気まぐれ猫に懐かれた気分です
碓氷真澄。
新生春組のメンバーで、花高に通う高校二年生で、そして総監督であるいづみさん大好きっ子。いつでも真っ直ぐ好きだ、と伝えている子。一途だなぁ、と思う。
まぁ、もう少し周りに目を向けてもいいんじゃない?と思わなくはないけれど、彼は彼なりに春組のメンバーのことを大切に思ってるみたいだし…この劇団を居場所だと思ってくれているようなので、いいんじゃないかな。うん。盲目すぎる愛情はちょーっと心配ではあるけれども。

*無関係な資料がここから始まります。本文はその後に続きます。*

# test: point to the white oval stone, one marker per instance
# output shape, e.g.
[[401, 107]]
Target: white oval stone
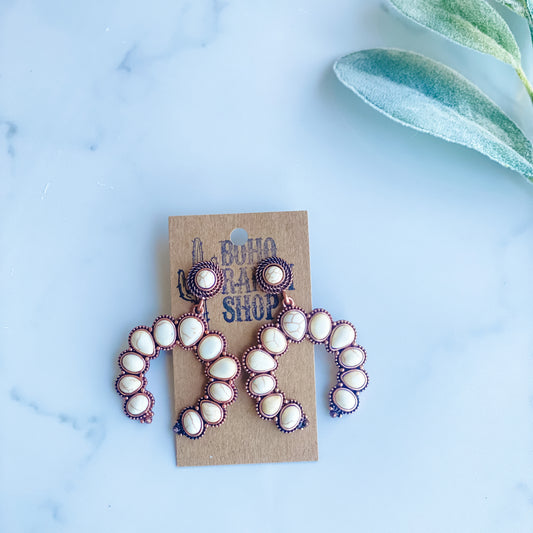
[[205, 278], [294, 324], [223, 368], [190, 330], [262, 384], [212, 413], [138, 404], [271, 404], [142, 341], [345, 399], [320, 326], [132, 362], [342, 336], [260, 361], [274, 275], [165, 332], [273, 340], [129, 384], [192, 422], [220, 392], [210, 347], [355, 379], [352, 357], [290, 416]]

いづみさん以外には塩対応もいいとこの彼と、それなりに仲良くなったきっかけは『音楽』だった。
「あれ、碓氷くん?」
「……なに」
「用事があるわけじゃないけど、姿が見えたから」
「ふぅん」
大学の帰り道。実家の古書店が定休日だし、サークルもないから寄り道でもしていこうって立ち寄ったCDショップで最近知り合った男の子の後ろ姿を見つけた。思わず声をかけてしまったけど、かけなければ良かったと即座に後悔した。
だってヘッドフォンを少しだけずらして返事を返してきた彼―――碓氷くんは、とても不機嫌そう。
そういえば碓氷くんってベタ惚れないづみさん以外には興味がない子だったんだっけ…うっかりしてた。でも声をかけちゃったし、このままじゃっ!て立ち去るのもアレだし…というか、私が見たいとこって碓氷くんがいるコーナーだし。うんいいや、物色しよう。
頭の中を切り替えて好きなアーティストのCDを探そうとした時、彼が試聴しているCDのジャケットが偶然目に入った。
「碓氷くんもそのアーティスト好きなんだ」
「…『も』?」
「私も好きなの。ファーストアルバムがすごく良くてね…」
「ファーストアルバムって限定版?通常版?」
「限定。ボーナストラックの曲がドツボで、って…碓氷くん?」
「限定版……!」
私を見る碓氷くんの目が、心なしか輝いているように見えます。
なんだ、こんな顔もできるんじゃないかこの子。そう思ったら途端に可愛く思えてきた。
「良かったら貸そうか?」
「…いいの?」
「もちろん!限定版ってもう売ってないみたいだし」
「そう。中古でもかなり高い値段になってて、ずっと手が出なかった」
「ふふっじゃあ尚更、貸してあげる。今度、寮に持っていくね」
「わかった。……ありがと」
その場でLIMEを交換して、週末にCDを届けに行って…気がつけば、割と話をする間柄になっていた。もちろん塩対応っていうか、そっけないはそっけないんだけど、外で声をかけてくれることも増えたし、碓氷くんのオススメCDを貸してくれたりもする。
仲良し、という程ではないんだけどさ、それなりに心を許してくれてんのかなーってちょっと思った。好きなアーティストが一緒だと、感想をあれこれ言い合えるのが楽しい。これが私と彼の、きっかけ。
「遥、これ見たことある?」
「んー?あ、これ見たことない!」
「じゃあ見よう。きっと気に入る」
談話室でぼんやりと真澄くんとのきっかけを思い出していたら、当人がひょっこりと視界いっぱいに映り込んできた。とあるアーティストのライブDVDと一緒に。
私が寮に引っ越してきてから、毎週金曜日の夜、こうしてDVDを見たり新しく買ったCDの感想を言い合ったりしてる。別にやろうって言い出したわけでもないんだけど。でもやっぱり楽しいし、真澄くんも楽しそうにしてくれてるから…まだしばらくは、こんな週末は続きそうです。